Old age often is marked by mild symptoms of anxiety and depression that do not meet criteria for a psychiatric diagnosis, but nonetheless predict poorer cognitive performance and mild dementia, Dr. Beaudreau said. Recent work has linked anxiety to decreased attentional control, and late life depression, to slow information processing, delayed verbal memory, and other cognitive deficits. Emerging evidence also suggests that worry leads to worse performance on tests of inhibitory ability and delayed memory, Dr. Beaudreau added.
To further test these relationships, she and her associates studied 119 older adults who were living in the San Francisco Bay area between 2010 and 2012. They averaged 74 years of age (range, 65-91 years), 92% were non-Hispanic white, and 56% were women.

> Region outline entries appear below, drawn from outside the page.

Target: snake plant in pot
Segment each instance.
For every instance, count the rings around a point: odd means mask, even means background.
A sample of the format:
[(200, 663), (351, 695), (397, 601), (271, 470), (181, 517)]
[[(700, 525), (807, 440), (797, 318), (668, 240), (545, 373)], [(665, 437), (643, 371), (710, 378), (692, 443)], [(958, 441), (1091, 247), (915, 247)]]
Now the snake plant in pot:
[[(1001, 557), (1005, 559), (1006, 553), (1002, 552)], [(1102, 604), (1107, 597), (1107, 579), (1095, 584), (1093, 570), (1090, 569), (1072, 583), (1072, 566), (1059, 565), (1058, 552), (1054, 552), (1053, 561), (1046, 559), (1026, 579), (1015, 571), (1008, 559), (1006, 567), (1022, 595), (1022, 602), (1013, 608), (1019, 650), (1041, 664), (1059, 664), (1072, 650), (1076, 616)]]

Most of the cohort performed well on the Rey Auditory Verbal Learning test, which assesses word recall after a delay of 20-30 minutes, and also scored above average on condition 3 of the Delis-Kaplan Executive Function System, which is a color word assessment of inhibitory control, Dr. Beaudreau reported. Individuals also tended to score low on the Beck Anxiety Inventory and the Beck Depressive Inventory II, with average scores of 3.7 (range, 0-29) and 5.6 (0-41), respectively. The mean score on the Penn State Worry Questionnaire was 37.7, with a range of 16-76.
Regardless of whether their anxiety score was low or high, those who worried more had significantly better inhibitory control than those who worried less (P = .003), Dr. Beaudreau said. “So folks with high worry actually seemed to be doing better in terms of their inhibitory ability,” she added. “This is intriguing to me, because we assume that anxiety is affecting cognition, but worry seems to be doing something different.”
High worry also predicted significantly better inhibitory control among individuals with both low and high depression scores (P = .03), she reported. For the word recall test, worry did not seem to affect performance in the absence of depression, but high worry predicted significantly better word recall among individuals with high depression scores (P = .009).
“These results suggest that psychiatric symptoms of anxiety and depression are modulated by worry severity, and it’s interesting that this finding was so consistent throughout the analyses,” Dr. Beaudreau said. Future studies should examine these relationships in groups of older psychiatric patients stratified by symptom severity rather than diagnosis, she added.
The work was supported by the Alzheimer’s Association and the Stanford/VA Alzheimer’s Center. Dr. Beaudreau had no relevant financial disclosures.
AT IPA 2016
Key clinical point: In older adults, worry seems to attenuate the relationship between anxiety and depression and poorer cognitive performance.
Major finding: High worry predicted significantly better inhibitory control and delayed word recall, even in the presence of high anxiety and depression symptoms.
Data source: A cross-sectional study of 119 community-dwelling adults who averaged 74 years old.
Disclosures: The work was supported by the Alzheimer’s Association and the Stanford/VA Alzheimer’s Center. Dr. Beaudreau had no relevant financial disclosures.